In the open letter published on his Facebook page, musician Roger Waters said that Cooper’s “accusations are so wild and bigoted they demand a response,” and he defended himself by saying he has “many very close Jewish friends.”
“He’s a creative man he needs to find another creative way to make a statement without floating a pig with the Star of David on it, because that’s anti-Semitic,” Rabbi Cooper said.
“He has every right to criticize Israeli policies. He can do that all he wants but if, as he says, he’s not an anti-Semite he needs to walk out of the BDS movement. Because BDS is not a protest against Israeli policies, it’s designed to get rid of Israel.

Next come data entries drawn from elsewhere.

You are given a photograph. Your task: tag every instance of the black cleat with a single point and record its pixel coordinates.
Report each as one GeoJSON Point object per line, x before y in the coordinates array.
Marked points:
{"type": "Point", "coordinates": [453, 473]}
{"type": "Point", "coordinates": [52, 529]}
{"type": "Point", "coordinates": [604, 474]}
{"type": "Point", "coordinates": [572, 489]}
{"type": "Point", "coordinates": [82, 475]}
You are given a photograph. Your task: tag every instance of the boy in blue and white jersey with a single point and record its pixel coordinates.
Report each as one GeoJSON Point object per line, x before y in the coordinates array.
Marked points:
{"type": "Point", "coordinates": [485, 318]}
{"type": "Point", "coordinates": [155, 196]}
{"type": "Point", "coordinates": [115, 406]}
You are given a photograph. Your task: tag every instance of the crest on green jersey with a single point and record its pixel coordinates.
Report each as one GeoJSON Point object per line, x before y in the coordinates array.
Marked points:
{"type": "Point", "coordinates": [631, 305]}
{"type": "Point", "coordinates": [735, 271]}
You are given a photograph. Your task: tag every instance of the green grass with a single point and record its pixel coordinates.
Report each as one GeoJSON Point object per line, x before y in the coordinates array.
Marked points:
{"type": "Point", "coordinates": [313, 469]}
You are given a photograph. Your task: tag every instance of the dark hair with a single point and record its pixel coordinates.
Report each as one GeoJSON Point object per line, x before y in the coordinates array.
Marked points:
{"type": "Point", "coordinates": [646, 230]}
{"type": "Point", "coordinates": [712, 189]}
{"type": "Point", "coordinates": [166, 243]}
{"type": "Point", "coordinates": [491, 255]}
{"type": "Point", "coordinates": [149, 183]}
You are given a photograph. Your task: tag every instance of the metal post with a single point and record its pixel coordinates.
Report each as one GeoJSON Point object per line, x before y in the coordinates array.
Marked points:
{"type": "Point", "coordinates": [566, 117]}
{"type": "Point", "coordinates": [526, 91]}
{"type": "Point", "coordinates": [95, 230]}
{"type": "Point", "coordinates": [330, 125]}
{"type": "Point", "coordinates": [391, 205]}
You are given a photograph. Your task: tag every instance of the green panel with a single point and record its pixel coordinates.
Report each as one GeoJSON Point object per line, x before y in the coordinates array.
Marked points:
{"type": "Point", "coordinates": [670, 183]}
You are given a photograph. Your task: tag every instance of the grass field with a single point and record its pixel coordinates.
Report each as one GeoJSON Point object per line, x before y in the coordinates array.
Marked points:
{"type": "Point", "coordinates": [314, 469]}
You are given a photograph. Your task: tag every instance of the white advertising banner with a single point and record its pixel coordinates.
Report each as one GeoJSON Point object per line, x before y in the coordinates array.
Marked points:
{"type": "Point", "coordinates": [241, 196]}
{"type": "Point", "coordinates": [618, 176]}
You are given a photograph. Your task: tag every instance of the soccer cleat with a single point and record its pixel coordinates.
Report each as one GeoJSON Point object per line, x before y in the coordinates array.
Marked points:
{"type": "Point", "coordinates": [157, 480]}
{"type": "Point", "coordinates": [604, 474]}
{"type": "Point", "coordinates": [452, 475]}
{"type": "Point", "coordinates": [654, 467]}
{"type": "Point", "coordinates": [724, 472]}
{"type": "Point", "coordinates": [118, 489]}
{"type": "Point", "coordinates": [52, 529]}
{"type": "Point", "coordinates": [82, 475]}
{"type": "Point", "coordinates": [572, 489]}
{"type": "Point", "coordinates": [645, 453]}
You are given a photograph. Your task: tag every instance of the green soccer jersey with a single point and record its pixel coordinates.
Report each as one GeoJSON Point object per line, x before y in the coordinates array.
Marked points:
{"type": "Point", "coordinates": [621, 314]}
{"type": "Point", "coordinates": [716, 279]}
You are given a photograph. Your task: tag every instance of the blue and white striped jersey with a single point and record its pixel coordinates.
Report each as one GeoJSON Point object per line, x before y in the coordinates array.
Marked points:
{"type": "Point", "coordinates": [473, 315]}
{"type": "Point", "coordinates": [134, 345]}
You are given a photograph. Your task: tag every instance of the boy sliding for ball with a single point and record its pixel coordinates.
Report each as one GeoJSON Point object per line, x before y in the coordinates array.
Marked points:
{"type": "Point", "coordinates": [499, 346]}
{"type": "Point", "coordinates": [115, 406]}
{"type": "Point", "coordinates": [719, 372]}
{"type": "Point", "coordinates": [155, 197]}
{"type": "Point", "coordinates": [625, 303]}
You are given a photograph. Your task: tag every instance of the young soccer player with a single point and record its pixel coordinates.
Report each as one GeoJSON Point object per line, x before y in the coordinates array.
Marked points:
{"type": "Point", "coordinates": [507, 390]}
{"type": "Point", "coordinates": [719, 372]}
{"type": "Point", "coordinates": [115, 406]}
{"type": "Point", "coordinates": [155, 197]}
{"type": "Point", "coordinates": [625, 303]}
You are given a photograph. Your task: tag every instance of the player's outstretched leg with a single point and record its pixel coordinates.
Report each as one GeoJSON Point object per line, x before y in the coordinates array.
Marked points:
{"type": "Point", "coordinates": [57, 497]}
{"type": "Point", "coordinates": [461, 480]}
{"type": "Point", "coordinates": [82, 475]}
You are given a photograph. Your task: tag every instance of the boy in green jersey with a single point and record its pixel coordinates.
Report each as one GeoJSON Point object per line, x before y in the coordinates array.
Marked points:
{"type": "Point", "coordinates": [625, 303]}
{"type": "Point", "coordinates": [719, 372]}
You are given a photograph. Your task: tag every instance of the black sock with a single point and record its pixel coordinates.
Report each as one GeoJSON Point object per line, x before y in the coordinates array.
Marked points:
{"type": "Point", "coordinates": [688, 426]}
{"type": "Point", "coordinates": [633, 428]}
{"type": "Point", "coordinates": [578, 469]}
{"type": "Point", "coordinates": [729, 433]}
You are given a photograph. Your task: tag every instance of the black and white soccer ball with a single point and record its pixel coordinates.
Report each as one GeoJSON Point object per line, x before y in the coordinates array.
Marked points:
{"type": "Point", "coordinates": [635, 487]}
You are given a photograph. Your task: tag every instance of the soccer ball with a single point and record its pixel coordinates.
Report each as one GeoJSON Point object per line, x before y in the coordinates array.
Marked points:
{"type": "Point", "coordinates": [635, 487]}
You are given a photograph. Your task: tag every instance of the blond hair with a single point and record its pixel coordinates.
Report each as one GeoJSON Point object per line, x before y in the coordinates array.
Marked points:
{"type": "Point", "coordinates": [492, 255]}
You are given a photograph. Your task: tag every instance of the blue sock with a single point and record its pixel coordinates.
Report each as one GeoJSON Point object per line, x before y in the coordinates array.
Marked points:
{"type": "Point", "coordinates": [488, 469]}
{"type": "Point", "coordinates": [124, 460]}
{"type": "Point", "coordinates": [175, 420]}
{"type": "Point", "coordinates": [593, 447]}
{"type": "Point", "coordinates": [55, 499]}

“Here’s the bottom line: walk out of the movement, lose the pig. The door to the Museum of Tolerance will be open any time. If he wants to come and have a discussion with me on any of the issues he raises he’s welcome to do so. He needs to hold up a mirror, look at what’s going on across Europe, and I don’t expect him to have the same collective memory about Warsaw that the Jewish people has, or about Berlin that we have, but the idea that he can just prance around Europe on tour and float that pig while members of the Jewish community have to make sure that armed guards are out front of the daycare so that they’ll be protected is an outrage.
“And if he dials back from those two, then he’ll never have to hear from this critic again,” Cooper concluded.